Imagination is the only limit to the number of blockchain’s feasible use cases. One of its most viable applications is proof of provenance.
As the global “ethical sourcing” movement grows stronger, the pressure on major brands across different industries to join the bandwagon mounts. Blockchain is the logical solution to rendering supply chains more traceable and transparent, which are key characteristics to satisfy the sensibilities of many consumers.
Here are a few brands that are integrating blockchain into supply chain management.
As a strategy to stake out a claim for itself in the potentially lucrative worldwide electric vehicle (EV) market, Volvo is partnering with fintech firms to prove to consumers that it does not use child labor to manufacture lithium-ion batteries.
The Swedish automaker, with the cooperation of its battery suppliers, LG Chem and CATL, intends to use blockchain to track the journey of cobalt, a prized raw material for EV battery production, from the mineral’s point of origin to its XC40 Recharge.
Volvo’s move is consistent with the policies of some African countries to promote responsible mining. Nations such as Kenya and Rwanda are bent on reducing the demand for conflict minerals.
The largest food cooperative in America is adopting the Wholechain traceability system by Envisible. Topco wants to send a message to shoppers that its seafood items, such as shrimp and salmon, are sourced in an ethical and environmentally responsible way.
With the help of the Wholechain mobile application and QR codes, customers can easily learn about how the grocer’s products get from the sea to the store.
The retail giant has teamed up with IBM to render its leafy greens seamlessly verifiable with blockchain. Using the IT corporation’s Food Trust platform, Walmart is requiring its vegetable suppliers to indelibly input data onto the blockchain to improve the tracking of goods.
Fonterra is one of the first partners of Alibaba in its blockchain-driven food traceability platform called Food Trust Framework. Thanks to this collaboration, the New Zealand dairy titan is able to bring its tracked goods to Tmall in China.
A pioneering blockchain adopter in the fashion industry, designer Martine Jarlgaard has joined forces with London-based startup Provenance to tell the story of her collection. She used blockchain to record her supply chain in detail.

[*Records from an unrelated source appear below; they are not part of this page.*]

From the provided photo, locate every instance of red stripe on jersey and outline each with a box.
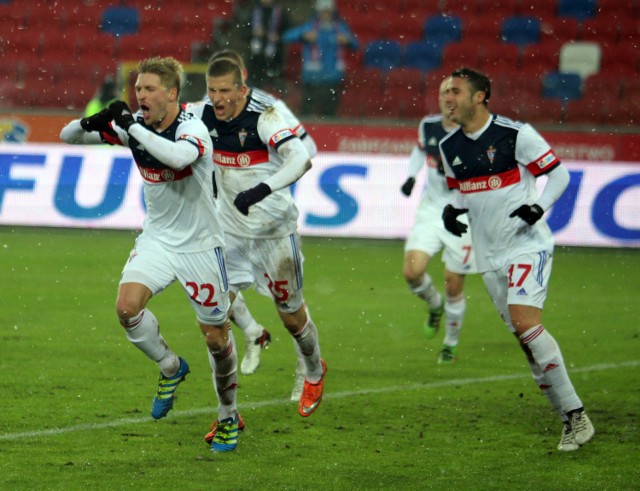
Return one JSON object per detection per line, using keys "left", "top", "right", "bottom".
{"left": 101, "top": 129, "right": 122, "bottom": 146}
{"left": 136, "top": 164, "right": 193, "bottom": 183}
{"left": 446, "top": 176, "right": 458, "bottom": 190}
{"left": 213, "top": 149, "right": 269, "bottom": 168}
{"left": 457, "top": 167, "right": 521, "bottom": 194}
{"left": 269, "top": 128, "right": 295, "bottom": 147}
{"left": 527, "top": 150, "right": 560, "bottom": 176}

Using the QR code on the verified garment’s label, shoppers could see how the alpaca fabric made its way from a farm to Jarlgaard’s studio.
The US jewelry retailer, along with three other parties, has tapped IBM to implement the TrustChain blockchain project. The initiative is designed to prove the legitimacy of its diamonds and gold by forcing supply-chain participants, such as miners and shippers, to build a shared, tamperproof record.
In addition to eliminating counterfeits, Helzberg Diamonds also hopes to capitalize on the tech to identify gems and precious metals coming from conflict areas with less difficulty.
Thanks to blockchain, average consumers are becoming empowered to scrutinize the supply chains of their favorite brands. Hopefully, more influential global corporations will follow the lead of these ethical vanguards to finally solve the many injustices in the world in the near future.